Ainsi, même si les parachutages ne devraient techniquement pas être des ICO, ils peuvent parfois être utilisés comme outils de communication pour annoncer efficacement une ICO déguisée.

Entre autres choses, de nombreux memecoins font leurs débuts de cette manière, et les « projets » de crypto memecoin ressemblent beaucoup aux ICO du passé.

L’échec des ICO crypto de 2019

Les ICO étaient très à la mode lors de la bulle spéculative de 2017, qui pour les altcoins s’est prolongée jusqu’en janvier 2018.
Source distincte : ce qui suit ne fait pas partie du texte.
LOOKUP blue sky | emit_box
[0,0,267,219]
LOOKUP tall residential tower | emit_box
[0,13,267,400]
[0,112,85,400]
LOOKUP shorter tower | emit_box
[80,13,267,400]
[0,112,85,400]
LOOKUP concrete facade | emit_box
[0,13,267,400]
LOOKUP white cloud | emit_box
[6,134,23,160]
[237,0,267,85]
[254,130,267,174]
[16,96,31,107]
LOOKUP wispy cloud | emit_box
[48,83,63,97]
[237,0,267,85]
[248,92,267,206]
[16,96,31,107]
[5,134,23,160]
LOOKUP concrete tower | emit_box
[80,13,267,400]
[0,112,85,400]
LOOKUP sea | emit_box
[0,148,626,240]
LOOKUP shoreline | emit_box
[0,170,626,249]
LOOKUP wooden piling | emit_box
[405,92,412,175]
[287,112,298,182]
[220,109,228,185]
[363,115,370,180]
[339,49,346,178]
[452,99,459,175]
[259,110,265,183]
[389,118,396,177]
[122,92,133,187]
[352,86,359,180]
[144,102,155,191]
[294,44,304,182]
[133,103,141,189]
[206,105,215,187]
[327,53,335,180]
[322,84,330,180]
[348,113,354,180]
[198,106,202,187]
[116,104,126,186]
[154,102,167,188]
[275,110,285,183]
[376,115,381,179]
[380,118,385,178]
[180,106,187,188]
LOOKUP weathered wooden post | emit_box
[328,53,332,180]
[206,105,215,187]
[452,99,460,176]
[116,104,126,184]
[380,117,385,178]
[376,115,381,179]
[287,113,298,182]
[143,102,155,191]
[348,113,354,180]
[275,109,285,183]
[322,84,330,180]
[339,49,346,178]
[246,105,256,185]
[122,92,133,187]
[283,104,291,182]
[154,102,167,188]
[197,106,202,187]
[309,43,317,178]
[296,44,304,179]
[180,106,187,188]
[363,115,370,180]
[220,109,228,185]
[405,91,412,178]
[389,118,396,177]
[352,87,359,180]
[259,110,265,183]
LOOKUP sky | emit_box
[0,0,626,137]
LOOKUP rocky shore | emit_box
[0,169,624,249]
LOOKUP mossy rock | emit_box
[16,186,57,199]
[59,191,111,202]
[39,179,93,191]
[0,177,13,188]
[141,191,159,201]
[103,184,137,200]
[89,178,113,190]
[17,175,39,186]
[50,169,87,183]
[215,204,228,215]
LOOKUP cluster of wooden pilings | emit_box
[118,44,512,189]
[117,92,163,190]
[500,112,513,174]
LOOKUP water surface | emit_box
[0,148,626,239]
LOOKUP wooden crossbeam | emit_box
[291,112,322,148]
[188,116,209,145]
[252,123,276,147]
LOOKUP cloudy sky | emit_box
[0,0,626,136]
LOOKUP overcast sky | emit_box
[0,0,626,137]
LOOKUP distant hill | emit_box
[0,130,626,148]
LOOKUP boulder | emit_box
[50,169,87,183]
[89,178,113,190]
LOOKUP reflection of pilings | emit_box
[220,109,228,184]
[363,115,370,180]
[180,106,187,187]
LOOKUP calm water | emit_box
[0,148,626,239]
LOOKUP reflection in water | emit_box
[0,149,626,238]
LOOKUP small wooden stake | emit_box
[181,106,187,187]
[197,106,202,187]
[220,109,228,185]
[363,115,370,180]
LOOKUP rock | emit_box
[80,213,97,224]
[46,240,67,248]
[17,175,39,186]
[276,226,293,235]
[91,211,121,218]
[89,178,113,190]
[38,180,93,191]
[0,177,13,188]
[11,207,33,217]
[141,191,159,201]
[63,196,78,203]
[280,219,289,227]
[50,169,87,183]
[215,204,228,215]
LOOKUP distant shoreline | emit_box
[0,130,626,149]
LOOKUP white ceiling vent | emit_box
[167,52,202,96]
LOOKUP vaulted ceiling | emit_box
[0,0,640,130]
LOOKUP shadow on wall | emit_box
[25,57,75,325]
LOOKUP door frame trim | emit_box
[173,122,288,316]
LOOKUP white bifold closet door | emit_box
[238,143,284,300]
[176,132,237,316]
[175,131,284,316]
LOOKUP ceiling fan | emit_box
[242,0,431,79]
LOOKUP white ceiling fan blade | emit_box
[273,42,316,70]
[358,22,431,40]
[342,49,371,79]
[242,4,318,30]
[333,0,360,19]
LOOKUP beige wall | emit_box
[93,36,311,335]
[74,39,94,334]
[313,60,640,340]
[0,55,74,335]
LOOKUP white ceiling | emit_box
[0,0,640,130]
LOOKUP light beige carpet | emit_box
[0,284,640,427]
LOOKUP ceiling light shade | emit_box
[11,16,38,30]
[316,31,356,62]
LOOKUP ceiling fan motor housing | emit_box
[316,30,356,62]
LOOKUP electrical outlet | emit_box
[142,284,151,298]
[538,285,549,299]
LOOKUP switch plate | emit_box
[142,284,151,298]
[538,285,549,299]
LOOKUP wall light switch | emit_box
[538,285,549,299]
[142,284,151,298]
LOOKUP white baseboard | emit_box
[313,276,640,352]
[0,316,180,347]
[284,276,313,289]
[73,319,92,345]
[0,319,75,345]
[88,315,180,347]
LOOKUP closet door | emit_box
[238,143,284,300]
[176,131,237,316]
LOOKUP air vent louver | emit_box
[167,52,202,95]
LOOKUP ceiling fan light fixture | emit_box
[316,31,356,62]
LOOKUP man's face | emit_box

Malheureusement, bon nombre des jetons lancés de cette manière à l’époque se sont révélés n’être que de simples collectes de fonds, c’est-à-dire des escroqueries au détriment d’investisseurs sans méfiance qui ne comprenaient pas qu’ils ne faisaient que donner de l’argent à ceux qui leur vendaient ces jetons. jetons.

Certaines ICO ont cependant réussi, dont peut-être la plus célèbre de toutes, le BNB de Binance.

Il faut dire que les ICO réussies ont été très peu nombreuses, en pourcentage, par rapport au nombre total de tokens lancés sur les marchés des cryptomonnaies de cette manière, et qu’il y en a eu encore moins qui ont permis aux investisseurs d’obtenir des bénéfices importants. Surtout, ceux qui ont créé ces jetons et les ont vendus sont ceux qui en ont profité.

En réalité, l’ICO la plus réussie de l’histoire a été celle d’Ethereum (ETH), même si elle a eu lieu en 2015 et avec des modalités légèrement différentes. C’était le premier du genre.

Une autre ICO qui s’est bien déroulée est celle de Chainlink (LINK) en 2017, ainsi que celle de Cardano (ADA).

L’une de celles qui semble avoir très bien réussi, EOS, a au contraire beaucoup perdu au fil des ans, de sorte qu’aujourd’hui elle ne peut pas être placée aux côtés des autres principales ICO.

En réalité, même à propos de Cardano, vous pouvez commencer à avoir des doutes, même si quiconque avait acheté ADA en 2017 et ne l’avait pas encore vendu aurait accumulé un excellent bénéfice à ce jour.

2019 a été l’année de la fin des ICO traditionnelles, même si le véritable effondrement s’est déjà produit courant 2018, notamment en fin d’année lorsque les marchés des cryptos se sont effondrés.

Il y a eu d’autres ICO depuis, mais dans une bien moindre mesure et aucune n’a eu plus de succès. Il en existe encore aujourd’hui, mais des formes de collecte de fonds plus solides prédominent et ne s’appuient plus sur un PDF qui promet quelque chose.